If A and B are at the mercy of the capability system for their current state, might it be possible to "back out" inappropriate communication after the fact, rather than to ensure that only appropriate communication was possible on every context switch? (in a distributed system, instead of requiring trusted code managing the keyspace mediating communication, could you allow direct communication between domains, but provide for audit when they wished to "commit"?)
I was inspired by a test system which, by postprocessing execution traces, could determine if data were being locked inconsistently in a multithreaded system. This seemed to be a counterpart to discretion: instead of proving beforehand that a set of domains would behave correctly, one could show afterwards that they had behaved incorrectly (and hence needed rework).
In other words: is it possible to allow limited key forgery while still retaining some of the benefits of a capability system? (can one be confident that domains have only used forged capabilities where they could have acquired legitimate ones?)
Now, if it is just as expensive to detect as to prevent, this is a pretty worthless idea.
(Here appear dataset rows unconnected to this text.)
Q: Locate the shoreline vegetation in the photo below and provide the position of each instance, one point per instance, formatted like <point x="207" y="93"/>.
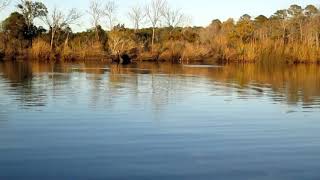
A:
<point x="288" y="36"/>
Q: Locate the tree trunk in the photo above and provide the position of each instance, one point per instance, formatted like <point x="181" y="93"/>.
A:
<point x="52" y="39"/>
<point x="152" y="41"/>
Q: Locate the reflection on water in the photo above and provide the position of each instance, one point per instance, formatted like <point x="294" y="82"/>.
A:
<point x="292" y="85"/>
<point x="159" y="121"/>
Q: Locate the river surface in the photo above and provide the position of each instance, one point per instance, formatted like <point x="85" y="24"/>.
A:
<point x="159" y="121"/>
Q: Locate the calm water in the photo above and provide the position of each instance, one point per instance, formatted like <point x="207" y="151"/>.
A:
<point x="148" y="121"/>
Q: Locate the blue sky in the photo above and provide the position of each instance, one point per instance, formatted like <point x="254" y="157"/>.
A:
<point x="201" y="11"/>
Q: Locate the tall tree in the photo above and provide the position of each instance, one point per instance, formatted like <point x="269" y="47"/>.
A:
<point x="136" y="16"/>
<point x="60" y="21"/>
<point x="154" y="14"/>
<point x="4" y="3"/>
<point x="173" y="17"/>
<point x="95" y="11"/>
<point x="110" y="11"/>
<point x="32" y="10"/>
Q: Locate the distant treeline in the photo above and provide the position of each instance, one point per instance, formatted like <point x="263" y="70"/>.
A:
<point x="289" y="35"/>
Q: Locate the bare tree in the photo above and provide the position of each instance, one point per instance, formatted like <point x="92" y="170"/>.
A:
<point x="96" y="14"/>
<point x="4" y="3"/>
<point x="110" y="11"/>
<point x="136" y="16"/>
<point x="60" y="21"/>
<point x="154" y="14"/>
<point x="172" y="17"/>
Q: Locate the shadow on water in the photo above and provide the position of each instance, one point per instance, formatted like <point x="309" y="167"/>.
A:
<point x="293" y="85"/>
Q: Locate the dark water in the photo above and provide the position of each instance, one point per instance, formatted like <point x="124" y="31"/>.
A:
<point x="148" y="121"/>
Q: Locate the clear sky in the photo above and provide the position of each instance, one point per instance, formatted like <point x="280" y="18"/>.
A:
<point x="201" y="11"/>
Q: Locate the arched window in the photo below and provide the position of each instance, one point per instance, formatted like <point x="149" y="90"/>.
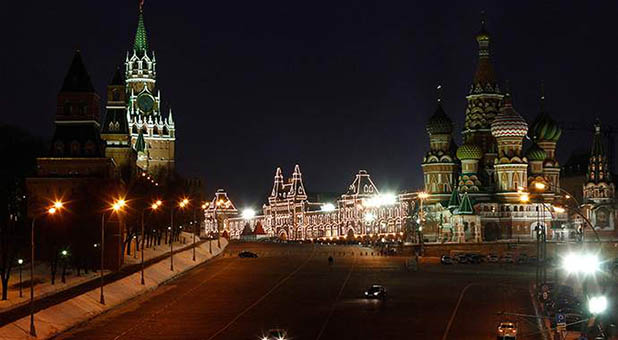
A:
<point x="75" y="148"/>
<point x="89" y="148"/>
<point x="68" y="109"/>
<point x="58" y="148"/>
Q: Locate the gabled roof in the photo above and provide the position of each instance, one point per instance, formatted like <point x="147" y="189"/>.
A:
<point x="140" y="143"/>
<point x="454" y="201"/>
<point x="362" y="185"/>
<point x="77" y="78"/>
<point x="465" y="208"/>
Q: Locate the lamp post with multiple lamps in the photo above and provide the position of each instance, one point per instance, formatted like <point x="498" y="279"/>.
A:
<point x="154" y="206"/>
<point x="20" y="262"/>
<point x="56" y="207"/>
<point x="181" y="205"/>
<point x="116" y="207"/>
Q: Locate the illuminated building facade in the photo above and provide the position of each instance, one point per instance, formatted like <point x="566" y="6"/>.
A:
<point x="475" y="190"/>
<point x="360" y="213"/>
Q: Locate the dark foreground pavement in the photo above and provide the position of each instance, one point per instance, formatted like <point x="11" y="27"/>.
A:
<point x="293" y="287"/>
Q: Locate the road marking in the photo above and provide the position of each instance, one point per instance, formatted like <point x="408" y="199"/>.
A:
<point x="164" y="308"/>
<point x="332" y="311"/>
<point x="450" y="322"/>
<point x="263" y="296"/>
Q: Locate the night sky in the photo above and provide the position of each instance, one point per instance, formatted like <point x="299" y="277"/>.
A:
<point x="333" y="86"/>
Also, if communication via data spaces is cheap enough, requiring intermediation only when actually exchanging keys may not be dear, and again this is a pretty worthless idea.
> which the confinement box can disclose things directly; the confinement contract
> is an *initial* contract; it's continuance depends on the actions of the client.
It sounds like you're saying here that confinement *would* help, if it weren't for the inconvenient fact that the users of a system live outside of the confinement?